Across Lane County, fire protection is provided by a variety of agencies, including fire districts, the U.S. Forest Service and municipal fire departments for cities.
The lack of an assigned fire agency for Mount Pisgah does not mean that fire crews would not respond, whether from the Oregon Department of Forestry or surrounding agencies.
Crews from surrounding agencies can respond. But it also means that the county would have to pay for those services — and the costs potentially could be higher than they would have been under the former agreement.
Logistically, it also raises other questions, such as which agency would be in charge at the mountain if a fire broke out. However, Cline said, the first agency to respond likely would set up a command post.
Cline was the last party to sign the county’s agreement with the forestry agency, which began in 2020 and ran for three years. Cline moved to a different role in Salem with the agency and returned to the South Cascade District, based in Springfield, after the contract expired. Upon his return and review of maps, he said, he came across various parcels without assigned fire coverage — and the expired agreement covering Mount Pisgah.

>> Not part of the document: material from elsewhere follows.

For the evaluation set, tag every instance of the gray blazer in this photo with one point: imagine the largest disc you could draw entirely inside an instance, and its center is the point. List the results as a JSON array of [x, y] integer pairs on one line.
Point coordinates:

“An interesting concern to me is that if there is a fire on unprotected land, land in a county, the ultimate responsibility is back to the county commissioners,” Cline said.

Mount Pisgah is located outside the South Cascade District and the former agreement created a legal mechanism for the forestry agency to take the lead on wildfires there for the county. That agreement had a flat rate of slightly more than $8,000 a year, with a provision for the agency to show up with its engines, bulldozer and personnel. If the agency incurred extra costs or needed to call in more personnel or equipment beyond a base level of service for a large wildfire, the county would pay.
Without an agreement, Cline said, the agency’s South Cascade District can help as needed. But it’s also responsible by law first and foremost to protect landowners in its 1.13-million acre district.
For the other parcels, Cline and other officials will continue to review them and, he said, provide coverage as they can. It doesn’t mean that fire coverage cannot happen there, but it creates complexity about responses when they are outside a district’s jurisdiction.
“If we’re responding to that, then we’re actually, we’re all just kind of responding in good faith,” Cline said.
While that’s a decision for the county, not the forestry agency, Cline said he’s confident that discussions will continue and the issue is not insurmountable.
“We are leaders and community members,” Cline said. “We live here, we work here.”
At the meeting, county staffers told Buch they are aware of the issue. And while Mount Pisgah represents that broader issue, Buch also focused on the specifics:
“We’re in wildfire season now and Mount Pisgah is one of our golden parks,” she said.
Ashli Blow contributed to this report.